Binance is in the news this week, yet again, because of an important announcement relating to fiat pairs. The giant cryptocurrency exchange announced that they are planning to allow fiat trading pairs this year. At some point in the future, users will be able to use currencies like the US dollar and euro to purchase cryptocurrencies.
While that is great news, a lot of people might think it’s common sense. Have you ever wondered why all exchanges don’t offer fiat pairs? After all, Coinbase allows users to buy bitcoin (BTC) and ether (ETH) with a card or bank account; why doesn’t everyone? Today, we’re breaking down fiat pairs and why they aren’t always available.
What is a ‘Fiat Pair’ Anyway?
To start things off, we first need to understand what a fiat pair is when it comes to trading. The majority of trading done in the crypto world is crypto-to-crypto. Crypto-to-crypto means that all the trading done is only with cryptocurrencies.

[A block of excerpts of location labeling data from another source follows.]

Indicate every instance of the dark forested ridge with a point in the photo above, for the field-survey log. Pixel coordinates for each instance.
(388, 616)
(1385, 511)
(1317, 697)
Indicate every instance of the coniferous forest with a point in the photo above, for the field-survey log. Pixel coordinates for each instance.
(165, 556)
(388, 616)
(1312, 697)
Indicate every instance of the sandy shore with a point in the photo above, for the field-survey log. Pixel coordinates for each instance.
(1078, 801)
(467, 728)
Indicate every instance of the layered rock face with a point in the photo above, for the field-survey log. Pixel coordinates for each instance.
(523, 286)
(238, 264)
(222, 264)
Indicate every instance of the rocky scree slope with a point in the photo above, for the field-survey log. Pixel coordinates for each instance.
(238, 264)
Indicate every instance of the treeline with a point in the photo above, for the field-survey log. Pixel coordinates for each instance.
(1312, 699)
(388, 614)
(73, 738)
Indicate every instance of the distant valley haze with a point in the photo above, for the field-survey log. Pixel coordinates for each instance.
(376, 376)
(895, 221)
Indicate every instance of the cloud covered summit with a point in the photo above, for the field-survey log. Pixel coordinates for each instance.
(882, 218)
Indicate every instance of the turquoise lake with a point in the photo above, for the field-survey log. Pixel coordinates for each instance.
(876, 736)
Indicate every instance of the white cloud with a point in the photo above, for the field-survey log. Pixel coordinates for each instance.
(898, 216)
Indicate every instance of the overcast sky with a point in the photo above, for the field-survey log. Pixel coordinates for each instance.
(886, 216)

In the crypto world, fiat pairs (or fiat pairings) are trading pairs made up of one cryptocurrency and one fiat currency. For example, the largest fiat pairing is with the US dollar and bitcoin: BTC/USD. Fiat currencies are the currencies we typically use every day in our lives. They’re the currency most of us are paid in for work and what we use to pay (at least the majority) of our bills. These are government-issues and rely on trust in the system for them to be worth anything. The most common fiat currencies for most in the cryptocurrency space are the US dollar (USD) and euro (EUR), along with many others like the CAD, RUB, GBP, CNY, and AUD.
Who Has Fiat Pairs?
At first glance, fiat pairs seem like they should be common sense, right? The vast majority of people use fiat currency every day and it’s what we hold everyday. Unfortunately, those pairings are not always the easiest to find in the crypto industry.
At the moment, there are some exchanges that already support fiat pairs including (but not limited to):
Coinbase & Coinbase Pro
Why Are They So Difficult to Find?
Unfortunately, as with many things in the cryptocurrency space, regulation plays a major role in the markets. It’s not just regulation either, it’s the lack of regulation that can leave companies out of the loop. Right now, many companies are still waiting on the sidelines for certain aspects of the cryptocurrency world because of regulators. One of the main reasons institutional investors haven’t gotten fully involved in the space yet is because of regulators as well.
If a cryptocurrency exchange is only dealing with cryptocurrencies, and no local fiat currencies, then the exchange doesn’t have to worry about a variety of complicated laws. Many countries have rules put in place to prevent terrorism funding, money laundering, tax evasion, etc.
Because of those laws and requirements, it can be very expensive and time consuming for an exchange to keep compliant with all the various laws. However, as we’re seeing with the recent announcement from Binance, it looks like things are starting to change.
As more regulators and governments start solidifying what their policies on cryptocurrencies are, we’re likely to see more fiat pairs on exchanges. For now, it looks like we’re limited to a select number of exchanges offering them, and we’re going to pay a higher fee for the convenience. Make sure to keep your eye out for new exchanges allowing fiat pairings in the future though, it’s only a matter of time for many.